Situation de la population en captivité PDF Imprimer Envoyer

L'esturgeon européen est désormais l’une des espèces de poissons les plus gravement menacées au monde. Les espoirs de restaurer sa population, fragilisée sur toute son aire de répartition, reposent aujourd'hui essentiellement sur le succès des projets de conservation ex situ. En effet, les mesures de sauvegarde destinées à réduire les menaces auxquelles la population naturelle est confrontée, bien qu'indispensables sur le long terme, ne permettront pas, à elles seules, de freiner le déclin de l'espèce. Les opérations de soutien de la population sauvage (lâchers d' alevins produits à partir du stock en captivité), grâce à la maîtrise de la reproduction artificielle, semblent la seule alternative capable à terme de renverser la situation et de sauver à terme cette espèce de l'extinction.

En France, 6 groupes d’animaux sont conservés en bassins au Cemagref de Bordeaux :

- 2 groupes d’origine sauvage (8 poissons nés avant 1994 et provenant de captures accidentelles +  32 poissons nés en 1994 en milieu naturel et échantillonnés juvéniles, probablement des frères-sœurs ) ;

- 1 groupe de 38 individus issus d’une première reproduction artificielle en 1995 à partir d’un couple d’esturgeons venant du milieu naturel, portant à ce jour à 78 le nombre total d’animaux.

- 1 groupe de 700 poissons issus d’une première reproduction artificielle en 2007. Le succès de cette reproduction fut la récompense d'une longue attente pour qu’une femelle de 1994 et des mâles issus de différentes générations atteignent en même temps leur maturité sexuelle.

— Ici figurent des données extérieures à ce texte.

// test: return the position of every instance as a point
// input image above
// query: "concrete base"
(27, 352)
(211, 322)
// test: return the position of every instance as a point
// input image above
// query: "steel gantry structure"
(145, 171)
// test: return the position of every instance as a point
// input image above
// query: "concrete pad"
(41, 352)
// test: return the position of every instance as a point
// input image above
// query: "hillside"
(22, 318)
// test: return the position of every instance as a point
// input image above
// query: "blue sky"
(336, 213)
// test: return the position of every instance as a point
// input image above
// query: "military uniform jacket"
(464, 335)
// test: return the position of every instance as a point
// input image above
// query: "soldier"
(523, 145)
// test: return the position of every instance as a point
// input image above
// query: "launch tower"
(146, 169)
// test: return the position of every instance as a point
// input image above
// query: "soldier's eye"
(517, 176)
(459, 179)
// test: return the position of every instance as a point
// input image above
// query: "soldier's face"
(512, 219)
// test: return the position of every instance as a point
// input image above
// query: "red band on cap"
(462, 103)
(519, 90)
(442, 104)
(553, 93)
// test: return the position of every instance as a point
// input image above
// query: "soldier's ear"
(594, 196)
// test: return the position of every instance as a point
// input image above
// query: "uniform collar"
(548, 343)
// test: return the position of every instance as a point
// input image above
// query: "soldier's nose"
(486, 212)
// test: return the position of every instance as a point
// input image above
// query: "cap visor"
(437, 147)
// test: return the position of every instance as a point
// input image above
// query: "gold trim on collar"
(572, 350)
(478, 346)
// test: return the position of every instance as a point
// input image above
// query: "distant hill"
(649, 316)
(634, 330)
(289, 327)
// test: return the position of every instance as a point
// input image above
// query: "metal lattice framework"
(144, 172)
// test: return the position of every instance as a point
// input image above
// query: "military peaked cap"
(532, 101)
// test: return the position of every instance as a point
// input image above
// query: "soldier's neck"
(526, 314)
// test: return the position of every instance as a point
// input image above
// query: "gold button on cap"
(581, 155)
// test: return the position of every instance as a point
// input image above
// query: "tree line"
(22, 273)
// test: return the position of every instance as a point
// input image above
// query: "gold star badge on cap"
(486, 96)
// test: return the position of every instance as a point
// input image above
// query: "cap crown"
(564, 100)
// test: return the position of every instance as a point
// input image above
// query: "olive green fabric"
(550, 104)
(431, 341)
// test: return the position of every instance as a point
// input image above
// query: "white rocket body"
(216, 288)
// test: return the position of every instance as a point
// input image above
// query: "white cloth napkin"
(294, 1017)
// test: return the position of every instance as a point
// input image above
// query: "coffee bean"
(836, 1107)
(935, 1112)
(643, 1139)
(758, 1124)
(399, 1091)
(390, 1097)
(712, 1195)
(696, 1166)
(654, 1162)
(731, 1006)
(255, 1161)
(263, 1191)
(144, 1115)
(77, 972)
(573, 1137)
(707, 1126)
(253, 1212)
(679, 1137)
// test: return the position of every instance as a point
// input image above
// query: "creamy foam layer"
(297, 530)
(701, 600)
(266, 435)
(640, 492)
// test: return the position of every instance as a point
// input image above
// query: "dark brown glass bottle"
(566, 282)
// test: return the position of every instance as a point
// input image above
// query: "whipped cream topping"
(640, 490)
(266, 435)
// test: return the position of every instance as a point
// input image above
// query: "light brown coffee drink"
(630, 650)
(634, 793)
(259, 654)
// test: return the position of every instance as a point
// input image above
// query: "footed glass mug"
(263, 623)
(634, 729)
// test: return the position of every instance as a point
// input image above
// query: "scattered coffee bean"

Compte tenu des déformations observées sur les poissons issus de la reproduction de 1995, il en avait été conservé un nombre important en captivité. Après deux ans de croissance normale, sans aucun symptôme, il a été décidé de relâcher 400 d'entre eux en septembre 2009 dans l'estuaire de la Gironde ;

- 1 groupe de 400 poissons issus de 2 nouvelles reproductions artificielles successives en mai et juin 2008

- 1 groupe de 300 poissons issus de la reproduction artificielle de juin 2009.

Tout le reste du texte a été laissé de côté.